I found out a while back that Intimidator and others on here really know what they are talking about.... i never tried Keitechs.... now i have... and aint going back. I never tried swimjigs/swimtrailers till i read this thread when it first popped up... a couple weeks later and ive landed 10 Bass on them, all with shoulders. I like to finnese jig too, but all i got to do with a swimjig is wait a bit then reel. One day they wanted just a steady retrieve, and another they hit it yo-yoing, another day they hit it falling off pads. Ive only tried 2 kinds of swimjig, but the Strike King sj with the keeper wire worked good keeping the Keitech 4" easy shiner in place... it also has a slightly longer hook shank which lets you have more hook though the plastic keeping your big trailer snug. And it looked just like a shad.
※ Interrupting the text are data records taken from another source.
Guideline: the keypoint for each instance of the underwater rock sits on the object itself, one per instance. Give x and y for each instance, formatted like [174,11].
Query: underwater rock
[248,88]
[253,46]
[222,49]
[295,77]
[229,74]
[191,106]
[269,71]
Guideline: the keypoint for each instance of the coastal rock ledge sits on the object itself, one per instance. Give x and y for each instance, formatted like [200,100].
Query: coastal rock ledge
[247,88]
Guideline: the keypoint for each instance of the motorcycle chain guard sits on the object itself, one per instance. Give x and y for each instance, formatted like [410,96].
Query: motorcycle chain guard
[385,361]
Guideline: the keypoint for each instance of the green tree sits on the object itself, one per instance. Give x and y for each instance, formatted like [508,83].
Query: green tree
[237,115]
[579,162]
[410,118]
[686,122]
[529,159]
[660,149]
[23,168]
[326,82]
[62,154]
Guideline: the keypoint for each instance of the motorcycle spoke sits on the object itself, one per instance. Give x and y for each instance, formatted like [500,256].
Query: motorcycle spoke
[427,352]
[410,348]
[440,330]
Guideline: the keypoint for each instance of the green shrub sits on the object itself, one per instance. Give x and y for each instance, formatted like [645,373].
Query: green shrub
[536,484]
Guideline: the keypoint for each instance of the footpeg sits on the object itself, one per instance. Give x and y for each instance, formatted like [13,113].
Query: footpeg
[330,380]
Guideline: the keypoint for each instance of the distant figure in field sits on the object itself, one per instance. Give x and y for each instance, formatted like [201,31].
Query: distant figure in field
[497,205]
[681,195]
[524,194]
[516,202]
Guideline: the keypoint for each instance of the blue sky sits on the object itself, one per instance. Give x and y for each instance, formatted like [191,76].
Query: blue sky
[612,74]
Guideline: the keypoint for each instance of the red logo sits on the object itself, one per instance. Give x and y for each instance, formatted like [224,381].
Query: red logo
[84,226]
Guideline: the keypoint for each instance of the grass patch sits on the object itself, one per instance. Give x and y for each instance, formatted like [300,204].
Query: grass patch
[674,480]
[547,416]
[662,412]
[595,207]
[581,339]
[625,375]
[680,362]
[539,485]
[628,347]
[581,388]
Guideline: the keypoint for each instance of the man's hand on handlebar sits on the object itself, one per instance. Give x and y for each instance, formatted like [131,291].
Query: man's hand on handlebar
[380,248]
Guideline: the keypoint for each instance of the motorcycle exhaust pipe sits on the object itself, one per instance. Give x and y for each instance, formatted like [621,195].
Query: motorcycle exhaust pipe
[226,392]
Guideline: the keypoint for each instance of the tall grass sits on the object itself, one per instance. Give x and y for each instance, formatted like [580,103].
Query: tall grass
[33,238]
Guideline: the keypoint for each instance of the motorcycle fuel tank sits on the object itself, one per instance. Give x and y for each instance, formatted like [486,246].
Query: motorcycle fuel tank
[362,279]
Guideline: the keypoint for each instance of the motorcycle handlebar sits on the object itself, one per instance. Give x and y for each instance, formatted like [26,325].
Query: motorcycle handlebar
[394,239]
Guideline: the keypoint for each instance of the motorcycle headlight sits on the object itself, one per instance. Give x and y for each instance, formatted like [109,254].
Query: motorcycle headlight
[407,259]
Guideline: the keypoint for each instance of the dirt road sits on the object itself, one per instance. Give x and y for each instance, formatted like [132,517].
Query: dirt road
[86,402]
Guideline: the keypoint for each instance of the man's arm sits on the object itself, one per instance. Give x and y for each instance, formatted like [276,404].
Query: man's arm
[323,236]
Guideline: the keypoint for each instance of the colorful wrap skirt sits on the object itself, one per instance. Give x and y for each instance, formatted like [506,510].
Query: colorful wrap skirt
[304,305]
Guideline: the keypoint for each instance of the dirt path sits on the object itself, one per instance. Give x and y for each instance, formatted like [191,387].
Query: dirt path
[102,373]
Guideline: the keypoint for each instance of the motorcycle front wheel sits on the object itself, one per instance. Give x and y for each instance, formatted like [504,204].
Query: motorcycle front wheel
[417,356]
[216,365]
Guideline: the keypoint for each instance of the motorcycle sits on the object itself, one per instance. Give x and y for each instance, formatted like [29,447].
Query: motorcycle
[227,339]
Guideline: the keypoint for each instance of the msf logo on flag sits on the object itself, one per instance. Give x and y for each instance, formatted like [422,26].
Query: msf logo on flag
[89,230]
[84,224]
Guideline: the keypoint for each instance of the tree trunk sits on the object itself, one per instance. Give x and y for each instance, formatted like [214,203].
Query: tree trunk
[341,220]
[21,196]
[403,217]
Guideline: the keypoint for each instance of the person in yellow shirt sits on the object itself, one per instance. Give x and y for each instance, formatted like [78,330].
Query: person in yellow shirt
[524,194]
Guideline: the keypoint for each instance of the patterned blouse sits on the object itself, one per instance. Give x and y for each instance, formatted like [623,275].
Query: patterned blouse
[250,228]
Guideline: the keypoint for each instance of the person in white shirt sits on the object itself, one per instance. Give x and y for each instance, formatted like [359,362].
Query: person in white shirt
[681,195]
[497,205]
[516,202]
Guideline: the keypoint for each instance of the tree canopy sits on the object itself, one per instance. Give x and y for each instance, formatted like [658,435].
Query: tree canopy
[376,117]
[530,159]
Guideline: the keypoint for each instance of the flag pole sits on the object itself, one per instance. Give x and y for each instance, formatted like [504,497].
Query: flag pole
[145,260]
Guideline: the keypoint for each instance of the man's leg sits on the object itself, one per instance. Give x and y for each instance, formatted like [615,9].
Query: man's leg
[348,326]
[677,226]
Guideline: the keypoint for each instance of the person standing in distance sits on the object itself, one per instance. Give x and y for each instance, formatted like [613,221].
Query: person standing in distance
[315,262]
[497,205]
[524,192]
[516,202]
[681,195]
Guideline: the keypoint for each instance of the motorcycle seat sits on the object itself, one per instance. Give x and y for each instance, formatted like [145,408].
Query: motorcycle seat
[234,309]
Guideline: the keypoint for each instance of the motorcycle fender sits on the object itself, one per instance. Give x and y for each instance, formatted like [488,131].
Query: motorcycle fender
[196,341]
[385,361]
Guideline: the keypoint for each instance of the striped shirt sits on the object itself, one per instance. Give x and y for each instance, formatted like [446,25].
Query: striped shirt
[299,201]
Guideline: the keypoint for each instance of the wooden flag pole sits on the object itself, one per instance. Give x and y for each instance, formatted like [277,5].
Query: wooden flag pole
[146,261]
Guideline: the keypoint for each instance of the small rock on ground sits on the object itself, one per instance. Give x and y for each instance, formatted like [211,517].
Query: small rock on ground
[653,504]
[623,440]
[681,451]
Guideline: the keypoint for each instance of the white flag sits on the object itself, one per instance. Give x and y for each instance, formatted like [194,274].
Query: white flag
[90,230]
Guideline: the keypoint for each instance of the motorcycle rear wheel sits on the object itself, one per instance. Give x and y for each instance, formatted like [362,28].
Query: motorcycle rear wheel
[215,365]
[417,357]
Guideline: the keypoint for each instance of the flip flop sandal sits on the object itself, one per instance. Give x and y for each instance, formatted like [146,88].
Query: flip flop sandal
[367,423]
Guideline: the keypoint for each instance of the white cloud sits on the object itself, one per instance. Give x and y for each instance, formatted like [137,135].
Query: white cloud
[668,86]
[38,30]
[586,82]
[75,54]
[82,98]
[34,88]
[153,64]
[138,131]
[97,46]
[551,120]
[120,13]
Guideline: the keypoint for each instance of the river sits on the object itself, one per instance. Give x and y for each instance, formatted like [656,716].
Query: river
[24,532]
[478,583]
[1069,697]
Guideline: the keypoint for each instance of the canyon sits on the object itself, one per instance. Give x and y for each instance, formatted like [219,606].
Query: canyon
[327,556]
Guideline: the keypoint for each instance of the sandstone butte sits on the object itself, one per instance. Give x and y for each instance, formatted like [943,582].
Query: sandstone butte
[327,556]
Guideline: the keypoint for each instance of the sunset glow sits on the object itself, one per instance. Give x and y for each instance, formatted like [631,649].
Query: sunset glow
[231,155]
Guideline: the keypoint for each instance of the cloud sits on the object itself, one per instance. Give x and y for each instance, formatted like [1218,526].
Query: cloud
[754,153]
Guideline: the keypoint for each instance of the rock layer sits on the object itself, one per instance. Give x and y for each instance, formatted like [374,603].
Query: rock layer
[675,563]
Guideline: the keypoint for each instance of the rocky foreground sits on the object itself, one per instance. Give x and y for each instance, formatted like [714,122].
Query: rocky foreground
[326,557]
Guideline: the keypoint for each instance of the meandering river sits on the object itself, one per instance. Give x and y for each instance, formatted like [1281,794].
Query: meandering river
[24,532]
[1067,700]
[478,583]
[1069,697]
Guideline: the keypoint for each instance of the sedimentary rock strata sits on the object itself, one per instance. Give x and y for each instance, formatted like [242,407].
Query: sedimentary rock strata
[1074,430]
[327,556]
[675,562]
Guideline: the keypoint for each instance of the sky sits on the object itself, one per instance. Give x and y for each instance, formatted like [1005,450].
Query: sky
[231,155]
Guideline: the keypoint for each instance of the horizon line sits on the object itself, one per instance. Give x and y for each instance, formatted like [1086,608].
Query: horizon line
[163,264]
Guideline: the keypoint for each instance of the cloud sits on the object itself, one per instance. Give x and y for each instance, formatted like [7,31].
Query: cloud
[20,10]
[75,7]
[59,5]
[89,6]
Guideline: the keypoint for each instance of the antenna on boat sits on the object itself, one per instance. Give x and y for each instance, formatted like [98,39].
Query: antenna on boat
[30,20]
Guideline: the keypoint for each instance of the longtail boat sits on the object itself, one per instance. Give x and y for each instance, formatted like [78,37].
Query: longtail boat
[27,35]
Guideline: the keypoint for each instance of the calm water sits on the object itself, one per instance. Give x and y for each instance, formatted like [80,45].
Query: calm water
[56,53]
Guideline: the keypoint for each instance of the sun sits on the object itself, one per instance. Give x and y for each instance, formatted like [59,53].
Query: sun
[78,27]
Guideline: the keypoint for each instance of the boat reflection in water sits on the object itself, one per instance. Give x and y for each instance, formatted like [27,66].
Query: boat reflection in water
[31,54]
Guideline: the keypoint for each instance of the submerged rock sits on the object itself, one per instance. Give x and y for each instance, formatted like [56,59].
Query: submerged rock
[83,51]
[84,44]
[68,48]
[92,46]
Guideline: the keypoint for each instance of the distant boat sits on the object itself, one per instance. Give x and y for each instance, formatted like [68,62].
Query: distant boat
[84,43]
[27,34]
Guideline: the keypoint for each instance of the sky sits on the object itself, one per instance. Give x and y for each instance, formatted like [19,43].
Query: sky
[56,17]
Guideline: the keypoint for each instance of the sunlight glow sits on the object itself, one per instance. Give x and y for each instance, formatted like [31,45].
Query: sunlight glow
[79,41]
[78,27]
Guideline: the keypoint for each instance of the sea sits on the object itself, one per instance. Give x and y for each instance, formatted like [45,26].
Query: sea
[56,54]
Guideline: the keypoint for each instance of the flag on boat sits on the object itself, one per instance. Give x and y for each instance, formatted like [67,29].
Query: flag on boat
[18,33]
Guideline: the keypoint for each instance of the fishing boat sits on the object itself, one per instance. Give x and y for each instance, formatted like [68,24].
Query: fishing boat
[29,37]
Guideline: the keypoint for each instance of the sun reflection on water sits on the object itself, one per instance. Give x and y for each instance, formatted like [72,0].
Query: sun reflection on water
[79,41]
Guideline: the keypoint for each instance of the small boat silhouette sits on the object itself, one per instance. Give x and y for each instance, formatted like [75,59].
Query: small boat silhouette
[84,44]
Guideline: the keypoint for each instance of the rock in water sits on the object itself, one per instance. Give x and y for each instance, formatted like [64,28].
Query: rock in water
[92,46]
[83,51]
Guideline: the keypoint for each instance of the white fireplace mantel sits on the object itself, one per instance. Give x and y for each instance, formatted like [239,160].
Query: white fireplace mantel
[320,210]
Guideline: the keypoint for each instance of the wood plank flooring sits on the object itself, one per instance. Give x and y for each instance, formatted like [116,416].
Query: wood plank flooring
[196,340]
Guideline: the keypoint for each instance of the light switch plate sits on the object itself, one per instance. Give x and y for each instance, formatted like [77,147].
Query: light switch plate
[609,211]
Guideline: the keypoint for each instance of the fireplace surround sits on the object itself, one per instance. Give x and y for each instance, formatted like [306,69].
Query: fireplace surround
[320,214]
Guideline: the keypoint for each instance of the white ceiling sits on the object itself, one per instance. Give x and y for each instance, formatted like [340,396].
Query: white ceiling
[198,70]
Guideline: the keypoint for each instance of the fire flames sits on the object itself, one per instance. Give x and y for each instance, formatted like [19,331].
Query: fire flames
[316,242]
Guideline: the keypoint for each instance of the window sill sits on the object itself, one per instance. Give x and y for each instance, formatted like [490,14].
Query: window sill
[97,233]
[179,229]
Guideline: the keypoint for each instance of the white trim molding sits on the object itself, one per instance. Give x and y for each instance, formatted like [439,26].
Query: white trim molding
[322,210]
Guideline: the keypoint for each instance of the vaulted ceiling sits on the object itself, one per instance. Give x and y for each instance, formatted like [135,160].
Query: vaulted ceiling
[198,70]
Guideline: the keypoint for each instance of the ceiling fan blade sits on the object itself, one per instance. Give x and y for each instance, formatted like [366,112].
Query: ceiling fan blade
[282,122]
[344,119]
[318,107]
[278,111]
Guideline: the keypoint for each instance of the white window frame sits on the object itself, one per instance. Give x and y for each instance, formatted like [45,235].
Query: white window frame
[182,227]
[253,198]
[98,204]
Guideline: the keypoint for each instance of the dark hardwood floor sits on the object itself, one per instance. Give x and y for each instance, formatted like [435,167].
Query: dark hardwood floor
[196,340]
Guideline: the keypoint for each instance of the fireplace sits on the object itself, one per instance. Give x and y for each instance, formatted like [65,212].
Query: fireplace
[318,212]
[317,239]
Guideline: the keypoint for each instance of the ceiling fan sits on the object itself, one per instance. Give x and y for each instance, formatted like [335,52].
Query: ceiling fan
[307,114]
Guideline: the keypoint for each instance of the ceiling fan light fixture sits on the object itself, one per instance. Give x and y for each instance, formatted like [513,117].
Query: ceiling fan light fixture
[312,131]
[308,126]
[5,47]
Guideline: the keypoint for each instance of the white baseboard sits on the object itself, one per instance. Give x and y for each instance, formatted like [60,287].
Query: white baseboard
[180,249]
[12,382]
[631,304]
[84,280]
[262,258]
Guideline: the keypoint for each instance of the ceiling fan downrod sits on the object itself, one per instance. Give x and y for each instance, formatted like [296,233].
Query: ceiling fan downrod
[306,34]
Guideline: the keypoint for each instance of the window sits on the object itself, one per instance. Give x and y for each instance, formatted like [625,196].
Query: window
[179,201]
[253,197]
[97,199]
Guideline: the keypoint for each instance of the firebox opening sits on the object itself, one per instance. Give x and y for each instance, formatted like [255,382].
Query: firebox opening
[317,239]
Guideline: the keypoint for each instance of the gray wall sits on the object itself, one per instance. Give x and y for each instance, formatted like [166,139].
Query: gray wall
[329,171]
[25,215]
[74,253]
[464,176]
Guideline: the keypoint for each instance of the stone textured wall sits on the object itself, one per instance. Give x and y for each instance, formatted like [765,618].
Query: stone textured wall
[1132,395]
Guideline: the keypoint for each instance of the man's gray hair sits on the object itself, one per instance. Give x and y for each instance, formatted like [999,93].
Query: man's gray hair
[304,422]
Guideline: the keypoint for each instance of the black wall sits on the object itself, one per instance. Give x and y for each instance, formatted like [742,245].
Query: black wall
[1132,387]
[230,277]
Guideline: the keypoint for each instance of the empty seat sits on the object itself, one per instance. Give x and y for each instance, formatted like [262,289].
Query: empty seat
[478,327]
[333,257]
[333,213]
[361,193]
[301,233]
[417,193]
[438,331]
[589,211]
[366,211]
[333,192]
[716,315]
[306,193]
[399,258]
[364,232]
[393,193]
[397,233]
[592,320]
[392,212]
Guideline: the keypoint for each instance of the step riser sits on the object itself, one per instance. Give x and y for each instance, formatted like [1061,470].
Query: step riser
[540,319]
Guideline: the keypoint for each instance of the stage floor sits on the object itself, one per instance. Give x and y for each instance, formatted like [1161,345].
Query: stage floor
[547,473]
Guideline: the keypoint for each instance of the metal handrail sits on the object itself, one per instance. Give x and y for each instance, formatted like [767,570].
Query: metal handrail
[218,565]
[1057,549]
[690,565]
I put together a Jig Shop(bluegill) jig with a Keitech bluegill/sightflash 4" easy shiner and can't wait to throw that!


----------



## Intimidator (Nov 25, 2008)

Come on now....I told you to keep that quiet! 
I only told you because you were up at the opposite end of the State and would pose no competition...Now everyone knows!!!LOL





buckzye11 said:


> I found out a while back that Intimidator and others on here really know what they are talking about.... i never tried Keitechs.... now i have... and aint going back. I never tried swimjigs/swimtrailers till i read this thread when it first popped up... a couple weeks later and ive landed 10 Bass on them, all with shoulders. I like to finnese jig too, but all i got to do with a swimjig is wait a bit then reel. One day they wanted just a steady retrieve, and another they hit it yo-yoing, another day they hit it falling off pads. Ive only tried 2 kinds of swimjig, but the Strike King sj with the keeper wire worked good keeping the Keitech 4" easy shiner in place... it also has a slightly longer hook shank which lets you have more hook though the plastic keeping your big trailer snug. And it looked just like a shad. I put together a Jig Shop(bluegill) jig with a Keitech bluegill/sightflash 4" easy shiner and can't wait to throw that!


----------



## buckzye11 (Jul 16, 2009)

Well the bluegill swimjig worked! got into a few fiesty Bass at Nimi over the weekend on it. Ran it fast over the weeds in 4 fow.
Thanks for taking me out in your Lund Lewzer, had a good time! got that on a shad swimjig a couple weeks back. Hopefully ill have some bigger Bass to post next time


----------



## Maisch4077 (Apr 5, 2012)

I'd recommed the swim jig made by ACT Lures. Its made right here in Ohio and the skirt is hand tied, not a rubberband. This is huge when you are swimming it through weeds as you can really smack it across the water to quickly clear off any weeds without the skirt falling down the hook shank. The paint job is also very durable.


----------